Many thanks for you.
andy
1. PWM2 sends a pulsed voltage through Q3 into Q2 base, Q3 is already conducting because it conducts only with zero voltage at the gate.
2. The pulse train triggers the base of Q2 which allows permanent voltage into the base of Q1 and Q1 sends the pulse train into the small transformer which is a 1:10 transformer.
I will discuss that zone a little later.
3. After a set numbers of pulses which is determined by the inductance on the secondary of the transformer, the gate will deploy from PWM1.
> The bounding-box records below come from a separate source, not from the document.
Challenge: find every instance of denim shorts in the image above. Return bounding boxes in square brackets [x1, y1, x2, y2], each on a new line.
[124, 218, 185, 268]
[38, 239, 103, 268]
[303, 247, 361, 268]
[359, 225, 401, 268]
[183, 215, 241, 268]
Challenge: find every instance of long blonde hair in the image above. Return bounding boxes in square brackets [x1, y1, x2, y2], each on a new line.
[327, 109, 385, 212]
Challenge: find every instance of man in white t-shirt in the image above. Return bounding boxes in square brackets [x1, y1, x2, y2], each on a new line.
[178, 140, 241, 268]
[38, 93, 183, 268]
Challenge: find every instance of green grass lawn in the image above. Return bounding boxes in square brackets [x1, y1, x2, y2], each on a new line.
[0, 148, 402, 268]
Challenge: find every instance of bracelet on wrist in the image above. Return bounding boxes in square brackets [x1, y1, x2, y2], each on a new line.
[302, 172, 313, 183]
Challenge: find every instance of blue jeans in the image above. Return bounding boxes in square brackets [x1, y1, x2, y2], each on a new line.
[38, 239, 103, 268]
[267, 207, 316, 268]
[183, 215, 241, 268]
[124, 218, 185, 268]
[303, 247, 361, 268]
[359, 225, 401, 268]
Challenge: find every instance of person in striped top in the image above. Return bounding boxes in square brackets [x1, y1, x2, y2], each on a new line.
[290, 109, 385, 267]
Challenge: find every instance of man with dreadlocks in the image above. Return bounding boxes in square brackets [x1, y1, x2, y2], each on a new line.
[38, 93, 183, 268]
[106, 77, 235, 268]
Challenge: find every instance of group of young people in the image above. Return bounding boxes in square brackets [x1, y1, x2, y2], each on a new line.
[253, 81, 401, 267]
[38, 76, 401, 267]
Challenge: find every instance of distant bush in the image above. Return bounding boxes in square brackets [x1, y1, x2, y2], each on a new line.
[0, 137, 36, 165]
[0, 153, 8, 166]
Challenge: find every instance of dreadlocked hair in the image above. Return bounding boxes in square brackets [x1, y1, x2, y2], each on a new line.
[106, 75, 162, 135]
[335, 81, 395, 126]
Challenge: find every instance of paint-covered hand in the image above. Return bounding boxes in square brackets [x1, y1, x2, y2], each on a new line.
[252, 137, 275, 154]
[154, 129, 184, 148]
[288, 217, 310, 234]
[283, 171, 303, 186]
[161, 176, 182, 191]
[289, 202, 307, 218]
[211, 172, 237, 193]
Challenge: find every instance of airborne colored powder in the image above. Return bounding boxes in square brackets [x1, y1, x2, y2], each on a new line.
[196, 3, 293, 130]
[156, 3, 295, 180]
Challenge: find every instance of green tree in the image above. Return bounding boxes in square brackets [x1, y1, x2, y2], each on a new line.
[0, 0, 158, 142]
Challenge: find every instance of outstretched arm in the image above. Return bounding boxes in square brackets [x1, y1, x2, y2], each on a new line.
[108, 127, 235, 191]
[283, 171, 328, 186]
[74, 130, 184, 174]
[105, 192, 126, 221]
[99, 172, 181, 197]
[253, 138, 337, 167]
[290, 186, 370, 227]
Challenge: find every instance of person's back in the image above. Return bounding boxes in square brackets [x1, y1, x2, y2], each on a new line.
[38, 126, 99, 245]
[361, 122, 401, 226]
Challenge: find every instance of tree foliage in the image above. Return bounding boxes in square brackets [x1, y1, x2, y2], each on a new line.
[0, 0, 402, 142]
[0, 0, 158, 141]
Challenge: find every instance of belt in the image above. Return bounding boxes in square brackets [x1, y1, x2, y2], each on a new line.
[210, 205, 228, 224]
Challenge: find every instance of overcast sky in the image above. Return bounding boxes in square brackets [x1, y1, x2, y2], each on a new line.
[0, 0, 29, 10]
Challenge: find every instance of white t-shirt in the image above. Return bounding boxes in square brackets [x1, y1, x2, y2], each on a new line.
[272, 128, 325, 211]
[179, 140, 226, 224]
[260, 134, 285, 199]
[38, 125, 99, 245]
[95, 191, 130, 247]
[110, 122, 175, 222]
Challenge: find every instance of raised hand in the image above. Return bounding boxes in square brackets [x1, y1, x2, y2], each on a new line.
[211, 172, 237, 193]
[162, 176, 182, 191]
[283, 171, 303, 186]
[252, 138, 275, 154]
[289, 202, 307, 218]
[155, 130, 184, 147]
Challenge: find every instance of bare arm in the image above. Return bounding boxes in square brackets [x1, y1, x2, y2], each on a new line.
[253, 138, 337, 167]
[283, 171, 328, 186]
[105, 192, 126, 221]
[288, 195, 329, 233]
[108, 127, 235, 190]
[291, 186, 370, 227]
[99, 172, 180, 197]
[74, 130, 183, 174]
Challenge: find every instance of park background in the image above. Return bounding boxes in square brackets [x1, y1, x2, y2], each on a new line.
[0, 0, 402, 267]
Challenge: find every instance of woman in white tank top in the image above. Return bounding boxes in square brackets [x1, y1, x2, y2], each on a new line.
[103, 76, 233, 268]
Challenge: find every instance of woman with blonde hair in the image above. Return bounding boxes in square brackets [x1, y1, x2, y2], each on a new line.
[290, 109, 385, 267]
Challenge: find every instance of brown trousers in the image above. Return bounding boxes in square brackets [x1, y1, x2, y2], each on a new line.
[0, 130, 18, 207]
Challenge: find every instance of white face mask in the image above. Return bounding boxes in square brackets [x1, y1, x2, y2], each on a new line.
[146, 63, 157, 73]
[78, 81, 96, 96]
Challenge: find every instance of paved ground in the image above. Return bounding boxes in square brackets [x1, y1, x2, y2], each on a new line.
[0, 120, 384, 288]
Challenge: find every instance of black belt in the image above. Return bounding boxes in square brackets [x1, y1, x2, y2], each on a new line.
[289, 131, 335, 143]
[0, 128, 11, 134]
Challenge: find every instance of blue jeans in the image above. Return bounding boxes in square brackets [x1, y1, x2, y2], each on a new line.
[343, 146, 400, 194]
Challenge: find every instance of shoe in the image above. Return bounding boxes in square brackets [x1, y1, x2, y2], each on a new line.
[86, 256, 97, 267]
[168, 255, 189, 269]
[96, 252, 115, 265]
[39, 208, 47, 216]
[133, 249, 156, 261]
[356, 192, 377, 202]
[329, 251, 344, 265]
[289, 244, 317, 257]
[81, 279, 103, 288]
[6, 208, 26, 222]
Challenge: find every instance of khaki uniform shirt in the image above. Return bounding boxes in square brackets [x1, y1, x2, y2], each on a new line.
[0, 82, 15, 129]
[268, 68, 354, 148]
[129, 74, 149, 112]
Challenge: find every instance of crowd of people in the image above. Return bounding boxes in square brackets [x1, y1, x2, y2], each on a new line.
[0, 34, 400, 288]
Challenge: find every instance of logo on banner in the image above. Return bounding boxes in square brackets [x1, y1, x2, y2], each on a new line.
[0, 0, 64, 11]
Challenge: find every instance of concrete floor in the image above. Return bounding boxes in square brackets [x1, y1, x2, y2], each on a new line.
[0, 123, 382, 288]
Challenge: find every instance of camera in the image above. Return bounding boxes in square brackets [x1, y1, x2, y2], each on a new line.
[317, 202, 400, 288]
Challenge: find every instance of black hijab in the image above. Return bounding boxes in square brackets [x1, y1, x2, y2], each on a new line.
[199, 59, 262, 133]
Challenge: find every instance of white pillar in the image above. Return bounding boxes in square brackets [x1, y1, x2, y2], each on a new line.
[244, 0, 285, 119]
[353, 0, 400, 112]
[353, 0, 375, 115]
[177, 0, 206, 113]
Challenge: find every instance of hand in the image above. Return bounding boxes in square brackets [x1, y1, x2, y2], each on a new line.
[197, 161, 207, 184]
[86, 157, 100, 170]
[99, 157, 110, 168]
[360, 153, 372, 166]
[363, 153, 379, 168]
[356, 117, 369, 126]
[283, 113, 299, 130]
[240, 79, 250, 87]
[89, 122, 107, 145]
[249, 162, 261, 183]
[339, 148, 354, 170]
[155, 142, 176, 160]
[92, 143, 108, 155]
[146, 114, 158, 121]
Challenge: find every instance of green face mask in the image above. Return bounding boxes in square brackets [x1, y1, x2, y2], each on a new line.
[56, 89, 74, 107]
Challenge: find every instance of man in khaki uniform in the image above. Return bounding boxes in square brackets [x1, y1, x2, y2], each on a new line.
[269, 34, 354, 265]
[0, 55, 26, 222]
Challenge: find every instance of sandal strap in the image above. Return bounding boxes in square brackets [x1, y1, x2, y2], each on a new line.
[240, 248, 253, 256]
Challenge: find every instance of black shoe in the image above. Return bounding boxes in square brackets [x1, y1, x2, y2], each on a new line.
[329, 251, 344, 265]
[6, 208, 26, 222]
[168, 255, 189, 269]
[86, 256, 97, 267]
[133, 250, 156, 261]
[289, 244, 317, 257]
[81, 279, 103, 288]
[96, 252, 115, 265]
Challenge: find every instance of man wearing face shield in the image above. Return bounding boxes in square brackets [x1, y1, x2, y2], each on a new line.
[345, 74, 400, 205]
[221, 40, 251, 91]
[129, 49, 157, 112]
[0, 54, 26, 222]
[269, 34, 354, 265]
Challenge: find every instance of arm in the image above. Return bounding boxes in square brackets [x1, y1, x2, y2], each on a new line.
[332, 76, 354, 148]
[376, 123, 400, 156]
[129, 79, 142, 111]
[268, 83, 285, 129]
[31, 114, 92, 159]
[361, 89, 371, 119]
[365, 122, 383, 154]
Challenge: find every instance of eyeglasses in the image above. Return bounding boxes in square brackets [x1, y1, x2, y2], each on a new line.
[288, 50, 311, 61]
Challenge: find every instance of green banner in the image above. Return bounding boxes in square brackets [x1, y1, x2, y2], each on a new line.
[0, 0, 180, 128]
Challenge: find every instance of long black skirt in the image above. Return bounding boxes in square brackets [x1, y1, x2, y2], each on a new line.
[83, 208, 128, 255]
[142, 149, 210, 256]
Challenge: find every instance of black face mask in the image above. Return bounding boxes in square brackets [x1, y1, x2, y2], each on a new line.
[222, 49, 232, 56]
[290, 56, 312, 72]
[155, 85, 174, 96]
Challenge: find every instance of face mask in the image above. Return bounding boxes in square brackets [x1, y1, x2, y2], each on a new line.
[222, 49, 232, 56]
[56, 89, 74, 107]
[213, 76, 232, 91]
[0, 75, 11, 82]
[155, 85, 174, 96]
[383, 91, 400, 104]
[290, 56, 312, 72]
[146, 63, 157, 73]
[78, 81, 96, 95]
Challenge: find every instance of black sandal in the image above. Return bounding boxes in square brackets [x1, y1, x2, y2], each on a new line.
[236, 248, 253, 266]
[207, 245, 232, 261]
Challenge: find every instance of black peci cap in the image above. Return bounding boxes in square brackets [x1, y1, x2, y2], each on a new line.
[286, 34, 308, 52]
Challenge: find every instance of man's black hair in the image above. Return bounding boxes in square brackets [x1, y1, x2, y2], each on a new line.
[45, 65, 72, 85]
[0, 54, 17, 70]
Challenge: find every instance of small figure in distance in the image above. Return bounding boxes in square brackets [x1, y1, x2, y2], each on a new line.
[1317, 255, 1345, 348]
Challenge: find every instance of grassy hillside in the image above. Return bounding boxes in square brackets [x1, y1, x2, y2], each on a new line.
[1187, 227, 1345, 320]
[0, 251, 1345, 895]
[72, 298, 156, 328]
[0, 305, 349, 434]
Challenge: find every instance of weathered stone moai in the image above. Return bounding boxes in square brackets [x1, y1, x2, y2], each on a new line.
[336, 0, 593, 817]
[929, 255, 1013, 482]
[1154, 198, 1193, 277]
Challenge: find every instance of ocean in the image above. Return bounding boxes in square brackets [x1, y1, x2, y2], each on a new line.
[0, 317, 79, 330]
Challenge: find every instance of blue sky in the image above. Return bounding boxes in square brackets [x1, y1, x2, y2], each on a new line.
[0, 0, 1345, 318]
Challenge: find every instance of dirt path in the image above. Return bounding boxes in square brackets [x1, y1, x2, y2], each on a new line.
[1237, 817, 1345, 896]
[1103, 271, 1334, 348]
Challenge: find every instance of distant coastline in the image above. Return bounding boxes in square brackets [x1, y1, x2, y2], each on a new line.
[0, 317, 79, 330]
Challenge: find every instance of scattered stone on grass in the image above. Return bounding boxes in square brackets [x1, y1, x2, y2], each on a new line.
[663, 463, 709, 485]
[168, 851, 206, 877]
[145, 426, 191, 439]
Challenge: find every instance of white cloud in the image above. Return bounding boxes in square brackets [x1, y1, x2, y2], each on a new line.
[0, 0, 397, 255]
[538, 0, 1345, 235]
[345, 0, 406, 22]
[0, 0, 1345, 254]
The gate pulse must only enter the network when PWM2 is at V-. To ensure this, Q4 will only conduct when its gate voltage is zero, since its gate is driven by PWM2, it is impossible for it to conduct while PWM2 is at V+. Q4 is now in a conductive state.
4. Q4 sends forward voltage into the gate of SCR1, SCR1 is gate triggered only but can only be
turned off when PWM1 voltage is zero, so we started SCR1 with gate voltage but it only turns off when the gating period is at V-.
5. SCR1 now sends forward voltage into the gate of Q3 and this stops PWM2 voltage from driving the transformer for the duration of the gate, since Q3 can only conduct when the gate voltage is zero.
6. During the gating period, SCR1 sends forward voltage into Q6. Q6 can only be conductive when its gate voltage is zero, because Q2 has no output voltage at this time it conducts forward voltage into the Optocoupler CNY17.
7.CNY17 is being driven by a 5Khz pulse from PWM3. The transistor inside CNY17 drives the gate of Q5 at 5Khz, the emitter and collector of Q5 pick up the voltage from the secondary of the transformer and send it into the VIC at 5Khz.
The VIC we know about.
8. Q7 is not conductive during the gate period because its gate only conducts at zero voltage. When the gate period stops it conducts and sends a forward voltage from a permanent live V+ into the gate of SCR2. SCR2 Can only operate with a gate trigger and now completes the circuit back to the pick up coil on the transformer and the spark gap.
What the system does:It allows a pulse train to charge the small transformer for a time and then deploys a gating period. During the gate when PWM2 is switched off from the primary, it charges the VIC. The load impedance of the secondary on the small transformer is then intercepted before the primary can see it by the pick up coil which uses a spark gap and a ground to neutralize it. When the primary is opened again on the next forward pulse from PWM2, the load impedance of the small transformer has already been spent by the pick up coil.
You see, transformers that are driven by pulses of DC are very different from AC. On the AC transformers, the load impedance is transferred back to the primary at the cross over nodes of the AC current. On DC there are no nodes to do this just off and on. When a DC pulse ends on a transformer, the transformer becomes isolated from the power source completely because the switch is off. The coils collapse into voltage because of the change in current and the secondary begins to spend energy while the source is switched off from the transformer. The load impedance hits the source of power on the next leading edge of the next pulse. That's how they work. What I've done is to take the load impedance on the small transformer and intercepted it so that the transformer core thinks the pick up coil is the primary. The spark gap neutralizes the load impedance.
Some people might remember me saying that the energy companies rip us off by grounding their impedance to zero before it gets to our houses, well I just did the same thing in return, I grounded my load impedance to match there's. Wahahahahahahahahahahaha.